Aber er zeigt doch im Gewand des Romans
diese im Lager angelernte Unfähigkeit, sich gegenseitig als
achtenswertes Geschöpf, sich gegenseitig als Mitmensch anerkennen zu
können.
Und natürlich enthemmt Gewalt zu immer
mehr Gewalt und kann schließlich zu einem Götzen werden.
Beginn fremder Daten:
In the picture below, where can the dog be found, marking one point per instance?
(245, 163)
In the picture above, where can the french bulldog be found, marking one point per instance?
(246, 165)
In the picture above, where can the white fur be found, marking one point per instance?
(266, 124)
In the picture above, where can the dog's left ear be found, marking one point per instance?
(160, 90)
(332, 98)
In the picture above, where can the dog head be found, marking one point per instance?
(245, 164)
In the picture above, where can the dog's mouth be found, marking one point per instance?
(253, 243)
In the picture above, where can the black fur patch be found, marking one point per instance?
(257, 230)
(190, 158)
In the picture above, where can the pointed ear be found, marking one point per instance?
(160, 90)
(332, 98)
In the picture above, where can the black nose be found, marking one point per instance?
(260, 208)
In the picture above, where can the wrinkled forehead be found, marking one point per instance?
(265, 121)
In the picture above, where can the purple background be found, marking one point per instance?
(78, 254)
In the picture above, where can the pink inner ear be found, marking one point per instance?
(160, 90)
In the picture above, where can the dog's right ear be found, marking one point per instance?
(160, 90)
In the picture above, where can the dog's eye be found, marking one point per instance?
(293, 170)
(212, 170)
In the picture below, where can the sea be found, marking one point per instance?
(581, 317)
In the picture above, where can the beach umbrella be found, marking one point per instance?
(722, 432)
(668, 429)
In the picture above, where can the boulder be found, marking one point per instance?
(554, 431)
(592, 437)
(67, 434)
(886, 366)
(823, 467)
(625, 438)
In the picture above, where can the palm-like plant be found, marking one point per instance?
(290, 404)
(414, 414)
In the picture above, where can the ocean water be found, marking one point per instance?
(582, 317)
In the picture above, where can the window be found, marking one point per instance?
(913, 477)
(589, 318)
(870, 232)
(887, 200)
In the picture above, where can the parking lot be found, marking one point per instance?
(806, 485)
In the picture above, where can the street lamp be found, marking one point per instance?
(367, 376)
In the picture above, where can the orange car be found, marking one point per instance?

Dieser
Götze ist die unbeschränkte Macht über den Mitmenschen, wie er
sich auch bei den Befreiten ausbreiten konnte, wenn sie ihre
ehemaligen Peiniger nach der Befreiung wiedertrafen.
Davon berichtet sehr anschaulich
Tadeusz Sobolewicz, ehemaliger Häftling in Auschwitz, Buchenwald und
anderen KZ in seinen Erinnerungen "Aus der Hölle zurück".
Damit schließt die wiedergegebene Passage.